= Assignment Manhunt =

American TV dramatic anthology series (1951–1952)

Assignment Manhunt is an American television dramatic anthology series that was broadcast on NBC from July 14, 1951, to September 1, 1951, and from July 5, 1952, to August 23, 1952, serving as the summer replacement for Your Hit Parade.

==Overview==
Episodes of Assignment Manhunt were adapted from stories of adventure and suspense that had been used in books, films, or magazines. Actors who appeared on the program included Roger De Koven, Paul Langton, Rod Steiger, Gerald S. O'Loughlin, Lonny Chapman, Peggy McCay, Jeff Morrow, Martin Brooks, and Amzie Strickland.

==Episodes==

Partial List of Episodes of Assignment Manhunt
| Date | Episode |
|---|---|
| July 28, 1951 | "The Pipes Are Calling" |
| August 4, 1951 | "Sentence of Death" |
| August 11, 1951 | "The Trap" |
| August 18, 1951 | "Confidential Agent" |
| August 25, 1951 | "Delayed Verdict" |
| September 1, 1951 | "The Good Prospect" |
| July 5, 1952 | "Overdue Account" |

==Production==
Julian Claman was the producer. Directors included Daniel Petrie, Bill Hobin, and Peter Kass. Sponsored by Lucky Strike cigarettes, the program was broadcast on Saturdays from 10:30 to 11 p.m. Eastern Time.
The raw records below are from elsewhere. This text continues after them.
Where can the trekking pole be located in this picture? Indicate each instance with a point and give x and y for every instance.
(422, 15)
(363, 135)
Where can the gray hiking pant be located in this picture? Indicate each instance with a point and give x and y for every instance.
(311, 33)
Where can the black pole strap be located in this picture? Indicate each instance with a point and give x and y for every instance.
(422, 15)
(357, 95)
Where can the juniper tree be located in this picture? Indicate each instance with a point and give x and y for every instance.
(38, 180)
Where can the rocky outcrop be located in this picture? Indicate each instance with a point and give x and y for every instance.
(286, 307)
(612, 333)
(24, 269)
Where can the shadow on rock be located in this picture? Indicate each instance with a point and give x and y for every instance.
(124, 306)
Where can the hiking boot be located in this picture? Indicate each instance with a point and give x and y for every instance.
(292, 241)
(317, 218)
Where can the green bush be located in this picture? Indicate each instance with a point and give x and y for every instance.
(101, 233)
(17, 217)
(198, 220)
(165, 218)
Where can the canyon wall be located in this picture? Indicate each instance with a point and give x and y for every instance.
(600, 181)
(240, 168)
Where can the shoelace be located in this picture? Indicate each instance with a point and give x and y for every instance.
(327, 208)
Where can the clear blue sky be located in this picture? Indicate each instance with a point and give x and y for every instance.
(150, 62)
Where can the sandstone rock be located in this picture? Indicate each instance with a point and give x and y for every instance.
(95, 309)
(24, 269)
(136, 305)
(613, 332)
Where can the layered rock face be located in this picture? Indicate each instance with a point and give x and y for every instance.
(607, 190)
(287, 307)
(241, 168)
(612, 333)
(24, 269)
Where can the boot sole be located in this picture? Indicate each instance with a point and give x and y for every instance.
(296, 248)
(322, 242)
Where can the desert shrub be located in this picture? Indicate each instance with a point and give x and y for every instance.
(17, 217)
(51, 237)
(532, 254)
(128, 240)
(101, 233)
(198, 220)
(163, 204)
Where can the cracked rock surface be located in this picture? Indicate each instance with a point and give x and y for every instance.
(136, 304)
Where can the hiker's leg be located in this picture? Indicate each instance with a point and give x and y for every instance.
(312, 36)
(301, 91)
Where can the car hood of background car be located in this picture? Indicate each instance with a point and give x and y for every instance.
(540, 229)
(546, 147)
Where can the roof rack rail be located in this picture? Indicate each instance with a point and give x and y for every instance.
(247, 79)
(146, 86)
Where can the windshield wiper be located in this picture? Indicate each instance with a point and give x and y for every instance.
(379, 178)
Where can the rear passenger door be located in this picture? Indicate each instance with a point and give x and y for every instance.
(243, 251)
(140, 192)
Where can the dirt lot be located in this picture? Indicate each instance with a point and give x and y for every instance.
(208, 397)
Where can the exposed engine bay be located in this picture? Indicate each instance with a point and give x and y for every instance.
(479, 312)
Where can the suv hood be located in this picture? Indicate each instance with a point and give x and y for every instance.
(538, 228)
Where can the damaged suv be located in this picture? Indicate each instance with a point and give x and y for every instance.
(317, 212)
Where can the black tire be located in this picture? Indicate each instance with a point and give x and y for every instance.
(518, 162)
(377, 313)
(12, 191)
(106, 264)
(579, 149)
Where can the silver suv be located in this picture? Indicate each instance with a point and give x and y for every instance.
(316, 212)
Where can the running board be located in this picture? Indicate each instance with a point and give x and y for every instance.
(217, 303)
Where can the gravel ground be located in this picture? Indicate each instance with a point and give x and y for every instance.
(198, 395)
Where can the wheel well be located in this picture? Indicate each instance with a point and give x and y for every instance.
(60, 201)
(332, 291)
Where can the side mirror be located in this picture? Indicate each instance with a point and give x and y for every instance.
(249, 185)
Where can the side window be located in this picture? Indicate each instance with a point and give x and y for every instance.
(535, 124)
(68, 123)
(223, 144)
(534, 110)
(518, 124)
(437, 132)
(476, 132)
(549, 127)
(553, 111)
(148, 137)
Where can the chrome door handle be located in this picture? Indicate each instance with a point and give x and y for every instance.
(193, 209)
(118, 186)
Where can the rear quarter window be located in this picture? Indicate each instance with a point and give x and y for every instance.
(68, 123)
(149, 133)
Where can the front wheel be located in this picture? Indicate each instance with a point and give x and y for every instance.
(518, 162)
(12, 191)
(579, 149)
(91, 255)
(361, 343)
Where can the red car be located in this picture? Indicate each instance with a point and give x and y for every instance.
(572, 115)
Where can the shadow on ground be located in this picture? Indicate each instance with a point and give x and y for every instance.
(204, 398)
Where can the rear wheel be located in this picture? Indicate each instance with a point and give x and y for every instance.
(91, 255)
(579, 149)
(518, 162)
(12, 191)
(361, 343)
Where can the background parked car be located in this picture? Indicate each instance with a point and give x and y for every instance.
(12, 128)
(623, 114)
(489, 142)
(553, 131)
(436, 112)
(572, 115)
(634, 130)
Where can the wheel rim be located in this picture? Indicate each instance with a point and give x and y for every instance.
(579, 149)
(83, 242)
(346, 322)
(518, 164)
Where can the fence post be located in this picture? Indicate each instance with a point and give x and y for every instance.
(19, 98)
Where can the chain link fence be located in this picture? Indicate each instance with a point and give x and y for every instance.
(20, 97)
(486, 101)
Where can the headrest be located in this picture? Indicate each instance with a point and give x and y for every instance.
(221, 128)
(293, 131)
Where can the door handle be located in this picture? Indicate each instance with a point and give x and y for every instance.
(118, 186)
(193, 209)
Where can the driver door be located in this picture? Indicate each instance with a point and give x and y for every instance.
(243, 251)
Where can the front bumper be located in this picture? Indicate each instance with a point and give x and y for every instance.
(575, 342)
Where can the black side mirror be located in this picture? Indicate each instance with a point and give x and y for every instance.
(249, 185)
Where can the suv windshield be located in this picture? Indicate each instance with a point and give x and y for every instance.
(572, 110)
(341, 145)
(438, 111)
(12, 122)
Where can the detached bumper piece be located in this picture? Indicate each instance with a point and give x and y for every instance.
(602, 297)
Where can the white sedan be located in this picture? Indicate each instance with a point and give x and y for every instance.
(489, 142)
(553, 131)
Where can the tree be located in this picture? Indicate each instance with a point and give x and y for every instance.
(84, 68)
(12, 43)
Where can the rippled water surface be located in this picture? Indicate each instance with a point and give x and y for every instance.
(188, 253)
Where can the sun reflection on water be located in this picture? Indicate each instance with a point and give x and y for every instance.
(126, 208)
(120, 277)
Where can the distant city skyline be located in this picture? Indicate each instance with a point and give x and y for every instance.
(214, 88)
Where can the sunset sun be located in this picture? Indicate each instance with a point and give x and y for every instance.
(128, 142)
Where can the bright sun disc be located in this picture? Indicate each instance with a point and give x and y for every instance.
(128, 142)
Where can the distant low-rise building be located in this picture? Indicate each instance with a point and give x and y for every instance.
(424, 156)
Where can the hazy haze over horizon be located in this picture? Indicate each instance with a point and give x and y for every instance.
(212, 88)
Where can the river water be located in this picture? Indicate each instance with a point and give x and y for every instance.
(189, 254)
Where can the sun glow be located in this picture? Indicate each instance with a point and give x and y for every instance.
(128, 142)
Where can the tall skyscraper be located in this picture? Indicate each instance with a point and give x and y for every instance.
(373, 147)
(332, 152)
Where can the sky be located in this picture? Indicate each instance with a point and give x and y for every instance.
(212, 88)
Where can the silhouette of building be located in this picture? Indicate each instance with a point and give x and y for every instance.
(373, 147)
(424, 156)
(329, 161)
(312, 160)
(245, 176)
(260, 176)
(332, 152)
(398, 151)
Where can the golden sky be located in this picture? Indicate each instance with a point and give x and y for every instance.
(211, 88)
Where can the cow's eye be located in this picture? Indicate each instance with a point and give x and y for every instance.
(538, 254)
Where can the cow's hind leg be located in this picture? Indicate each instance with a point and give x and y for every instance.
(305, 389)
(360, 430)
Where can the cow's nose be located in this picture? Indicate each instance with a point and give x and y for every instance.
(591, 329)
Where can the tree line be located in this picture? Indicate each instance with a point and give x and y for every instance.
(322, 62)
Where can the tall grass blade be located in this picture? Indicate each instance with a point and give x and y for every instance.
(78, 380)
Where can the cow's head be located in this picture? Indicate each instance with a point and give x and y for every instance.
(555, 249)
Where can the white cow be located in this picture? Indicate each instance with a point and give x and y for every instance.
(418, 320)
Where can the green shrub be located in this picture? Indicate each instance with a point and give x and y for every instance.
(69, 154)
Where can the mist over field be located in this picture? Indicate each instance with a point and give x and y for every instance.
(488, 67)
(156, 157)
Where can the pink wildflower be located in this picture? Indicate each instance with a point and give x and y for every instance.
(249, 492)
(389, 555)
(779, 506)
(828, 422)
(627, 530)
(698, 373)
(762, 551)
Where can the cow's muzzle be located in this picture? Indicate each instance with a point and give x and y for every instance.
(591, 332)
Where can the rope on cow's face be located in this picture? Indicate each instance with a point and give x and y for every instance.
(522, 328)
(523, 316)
It originated from WNBT. Kinescope recordings of Assignment Manhunt were among films of 15 programs provided by TV networks for viewing by American military forces overseas in 1951. After review by an armed forces committee, films selected were to be shown at military bases, mainly those in the Korean area.

==Critical response==
In a column in The Cincinnati Enquirer, John Caldwell wrote that Assignment Manhunt "is certainly a welcome relief from all the private eyes doing business at other stands this summer". Caldwell compared the program to Dragnet in its use of facts as it recounted pursuit of lawbreakers and in the way it showed policemen "as earnest men doing their job without fanfare". He wrote that although Assignment Manhunt had not reached Dragnet's level of excellence, its stories and production values exceeded those of other crime programs on television.